On the opposing side we find the #RATM4xmas collective, thousands and thousands of people who bought the Rage Against the Machine track, Killing in the Name, in order to protest the capitalisation of the music and entertainment industries. The song’s main message was ‘fuck you I won’t buy what you tell me’. People involved in this campaign also donated to Shelter.

And then, somewhere off to one side we find the tech-intelligentsia (tech, for the most part because the RATM campaign was fought largely online) who pointed out the irony that the RATM track was owned by SonyBMG, Cowell’s company, and that Killing in the Name’s anti capitalist lyric somewhat opposes rebellion-by-purchasing.

Cowell and the avatars of his narrative made their pleas, they spoke in the ’emotional dialogue to camera’ format that their viewers recognise and their detractors despise. And from the the angry opposing side bile spilled forth.

“[..] nobody’s buying The Climb in order to actually listen to it. They’re buying it out of sedated confusion, pushing a button they’ve been told will make them feel better. It’s the sound of the assisted suicide clinic, and it doesn’t deserve to be No 1 this Christmas.” Charlie Brooker – in The Guardian

This campaign wasn’t just against Cowell and what he has done to music and entertainment, it was against the people who subscribe to that entertainment too. Oh, not always with such malignancy, but almost always with a sense of pity for those deluded enough to buy into the Xfactor – as if they didn’t understand that it was a simple and constructed narrative, as manufactured reality isn’t a part of all of our lives, as if ‘quality’ was an empirical judgement.

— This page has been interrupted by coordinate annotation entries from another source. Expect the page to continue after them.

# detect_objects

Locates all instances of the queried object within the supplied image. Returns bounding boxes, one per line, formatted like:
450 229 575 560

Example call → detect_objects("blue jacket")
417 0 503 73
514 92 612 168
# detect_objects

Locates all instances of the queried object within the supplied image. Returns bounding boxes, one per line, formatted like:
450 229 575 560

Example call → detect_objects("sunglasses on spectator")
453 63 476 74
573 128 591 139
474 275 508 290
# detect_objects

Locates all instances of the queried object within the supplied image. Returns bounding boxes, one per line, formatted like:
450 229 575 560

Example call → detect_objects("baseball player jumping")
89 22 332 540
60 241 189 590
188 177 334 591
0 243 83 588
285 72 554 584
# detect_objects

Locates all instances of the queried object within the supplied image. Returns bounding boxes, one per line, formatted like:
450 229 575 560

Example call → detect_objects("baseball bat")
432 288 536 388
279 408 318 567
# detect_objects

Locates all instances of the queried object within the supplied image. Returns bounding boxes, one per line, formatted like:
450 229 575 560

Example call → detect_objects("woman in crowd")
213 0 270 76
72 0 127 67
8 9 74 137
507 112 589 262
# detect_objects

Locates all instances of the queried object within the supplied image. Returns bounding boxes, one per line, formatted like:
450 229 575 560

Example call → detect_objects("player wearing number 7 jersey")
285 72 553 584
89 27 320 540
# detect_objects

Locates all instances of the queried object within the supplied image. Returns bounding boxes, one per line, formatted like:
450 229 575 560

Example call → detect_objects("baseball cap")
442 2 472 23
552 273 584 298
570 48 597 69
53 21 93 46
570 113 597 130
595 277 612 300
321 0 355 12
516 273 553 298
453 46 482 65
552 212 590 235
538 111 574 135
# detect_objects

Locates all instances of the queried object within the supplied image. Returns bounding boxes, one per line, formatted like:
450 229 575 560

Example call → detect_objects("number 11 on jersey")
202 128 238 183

The Xfactor the cultural equivalent of a Disney film, but with less kitsch value. It represents a collective dream, a wish upon a star – the wish to be Stars. It is also easy viewing for people with heavy lives and tired minds. Sure the Xfactor pretends to be real, but so does theatre, film, television drama, video games. Reality TV just pretends to be a different type of real, one that is potentially dangerous. To rival this constructed spectacle is necessary, to discount its cultural importance is ignorant. If you consider Xfactor to be a blight, look for the source of the illness, and not the symptoms.